BlueyGreyWhale · 28/08/2025 22:51

Blueuggboots · 28/08/2025 22:43

Travelled to New Zealand, via Bali age 20. Didn’t even think about it at the time.

Then you weren't doing something brave. You lived your life. NZ is a safe country with English as its language.

No big deal.

iciclemelts · 28/08/2025 22:57

Immigrated to a new country at age 20. Alone. Still live in this country 20 years later.

IllBeLookingAtTheMoon · 28/08/2025 23:24

BlueyGreyWhale · 28/08/2025 22:51

Then you weren't doing something brave. You lived your life. NZ is a safe country with English as its language.

No big deal.

Edited

Man, you clearly haven't seen the lawless sinful streets of Rotovegas.

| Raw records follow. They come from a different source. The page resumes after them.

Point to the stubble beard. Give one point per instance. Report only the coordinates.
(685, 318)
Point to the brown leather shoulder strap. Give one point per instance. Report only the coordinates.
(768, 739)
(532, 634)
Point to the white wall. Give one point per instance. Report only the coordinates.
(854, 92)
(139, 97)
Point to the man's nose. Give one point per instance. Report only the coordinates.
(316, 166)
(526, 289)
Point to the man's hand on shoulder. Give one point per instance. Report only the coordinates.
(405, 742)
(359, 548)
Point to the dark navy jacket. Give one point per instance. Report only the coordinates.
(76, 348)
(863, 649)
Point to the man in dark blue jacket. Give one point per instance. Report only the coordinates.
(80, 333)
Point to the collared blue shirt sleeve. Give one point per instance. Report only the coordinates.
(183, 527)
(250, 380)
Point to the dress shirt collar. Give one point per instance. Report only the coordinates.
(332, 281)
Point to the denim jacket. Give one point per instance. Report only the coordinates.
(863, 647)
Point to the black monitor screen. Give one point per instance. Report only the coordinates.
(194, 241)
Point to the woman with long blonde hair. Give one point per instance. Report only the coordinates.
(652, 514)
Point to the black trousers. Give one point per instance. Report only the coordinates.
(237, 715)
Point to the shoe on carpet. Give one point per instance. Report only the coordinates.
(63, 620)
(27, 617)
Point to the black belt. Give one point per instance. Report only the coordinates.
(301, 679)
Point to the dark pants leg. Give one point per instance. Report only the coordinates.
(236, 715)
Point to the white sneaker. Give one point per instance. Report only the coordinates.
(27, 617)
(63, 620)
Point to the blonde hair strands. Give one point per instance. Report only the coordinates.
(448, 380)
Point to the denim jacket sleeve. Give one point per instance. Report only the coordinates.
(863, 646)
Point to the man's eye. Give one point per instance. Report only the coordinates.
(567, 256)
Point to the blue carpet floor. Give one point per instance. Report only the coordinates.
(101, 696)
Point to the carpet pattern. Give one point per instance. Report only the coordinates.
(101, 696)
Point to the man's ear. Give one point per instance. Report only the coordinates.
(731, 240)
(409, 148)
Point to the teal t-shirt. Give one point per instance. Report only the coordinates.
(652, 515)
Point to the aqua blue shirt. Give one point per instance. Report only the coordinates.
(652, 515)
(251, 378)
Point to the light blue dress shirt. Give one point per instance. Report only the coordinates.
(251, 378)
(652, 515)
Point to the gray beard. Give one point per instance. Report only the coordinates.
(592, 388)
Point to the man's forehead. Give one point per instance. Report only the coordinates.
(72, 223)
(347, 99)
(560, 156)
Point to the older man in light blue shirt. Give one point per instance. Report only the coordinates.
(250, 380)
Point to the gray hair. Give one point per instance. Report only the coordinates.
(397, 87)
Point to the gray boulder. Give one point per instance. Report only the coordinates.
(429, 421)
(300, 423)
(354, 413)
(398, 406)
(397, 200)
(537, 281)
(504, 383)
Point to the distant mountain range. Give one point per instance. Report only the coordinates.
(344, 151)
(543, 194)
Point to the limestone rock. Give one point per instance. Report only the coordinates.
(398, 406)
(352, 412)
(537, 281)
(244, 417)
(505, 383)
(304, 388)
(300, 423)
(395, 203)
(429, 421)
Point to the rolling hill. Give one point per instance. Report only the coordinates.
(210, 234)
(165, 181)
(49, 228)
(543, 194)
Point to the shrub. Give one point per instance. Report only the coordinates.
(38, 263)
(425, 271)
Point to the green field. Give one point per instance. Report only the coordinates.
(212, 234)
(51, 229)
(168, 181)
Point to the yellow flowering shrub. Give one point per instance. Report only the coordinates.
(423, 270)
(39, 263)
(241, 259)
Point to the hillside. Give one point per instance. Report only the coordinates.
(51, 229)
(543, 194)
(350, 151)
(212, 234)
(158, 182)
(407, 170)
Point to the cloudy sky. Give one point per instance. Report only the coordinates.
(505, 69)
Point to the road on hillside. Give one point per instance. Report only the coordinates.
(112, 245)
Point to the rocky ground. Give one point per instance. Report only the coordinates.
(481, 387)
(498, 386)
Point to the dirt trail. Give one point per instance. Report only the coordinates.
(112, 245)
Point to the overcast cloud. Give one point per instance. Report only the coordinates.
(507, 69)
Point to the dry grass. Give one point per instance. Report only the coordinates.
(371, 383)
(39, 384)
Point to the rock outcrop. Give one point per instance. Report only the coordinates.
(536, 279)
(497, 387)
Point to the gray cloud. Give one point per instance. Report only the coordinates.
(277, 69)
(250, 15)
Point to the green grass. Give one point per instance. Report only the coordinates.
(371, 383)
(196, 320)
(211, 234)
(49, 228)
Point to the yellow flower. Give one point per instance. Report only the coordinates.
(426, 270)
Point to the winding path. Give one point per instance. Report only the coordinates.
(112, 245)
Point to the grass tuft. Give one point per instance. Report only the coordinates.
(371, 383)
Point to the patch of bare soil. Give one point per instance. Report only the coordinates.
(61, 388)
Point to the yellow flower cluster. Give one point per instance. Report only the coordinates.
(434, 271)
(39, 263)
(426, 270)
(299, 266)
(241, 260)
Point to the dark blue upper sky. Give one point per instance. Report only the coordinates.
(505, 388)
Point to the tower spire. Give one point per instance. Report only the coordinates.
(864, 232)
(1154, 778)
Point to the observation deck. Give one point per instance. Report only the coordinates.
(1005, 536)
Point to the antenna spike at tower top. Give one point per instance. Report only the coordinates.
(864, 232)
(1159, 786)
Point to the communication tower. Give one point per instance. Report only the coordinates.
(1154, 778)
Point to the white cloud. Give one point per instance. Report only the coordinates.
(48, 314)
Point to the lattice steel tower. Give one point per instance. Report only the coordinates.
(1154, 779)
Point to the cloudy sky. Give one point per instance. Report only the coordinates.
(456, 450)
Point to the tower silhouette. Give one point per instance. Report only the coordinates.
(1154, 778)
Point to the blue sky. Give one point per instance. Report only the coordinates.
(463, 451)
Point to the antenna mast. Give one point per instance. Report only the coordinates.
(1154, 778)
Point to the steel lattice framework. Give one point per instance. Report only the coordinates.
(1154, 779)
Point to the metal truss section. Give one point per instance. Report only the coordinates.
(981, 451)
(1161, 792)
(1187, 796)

Waitingfordoggo · 28/08/2025 23:27

Sounds silly but supporting my parents while they were dying, which all happened within a period of about four months; the deaths themselves being ten weeks apart. Had I known beforehand what was coming I’d have thought ‘I can’t do that’. But I did do it and I did it well.

whitewineandsun · 28/08/2025 23:30

Waitingfordoggo · 28/08/2025 23:27

Sounds silly but supporting my parents while they were dying, which all happened within a period of about four months; the deaths themselves being ten weeks apart. Had I known beforehand what was coming I’d have thought ‘I can’t do that’. But I did do it and I did it well.

This isn't silly. So much respect for this. It's hard.

Pryceosh1987 · 28/08/2025 23:34

I Slept through constant nightmares, for almost 2 years sound asleep.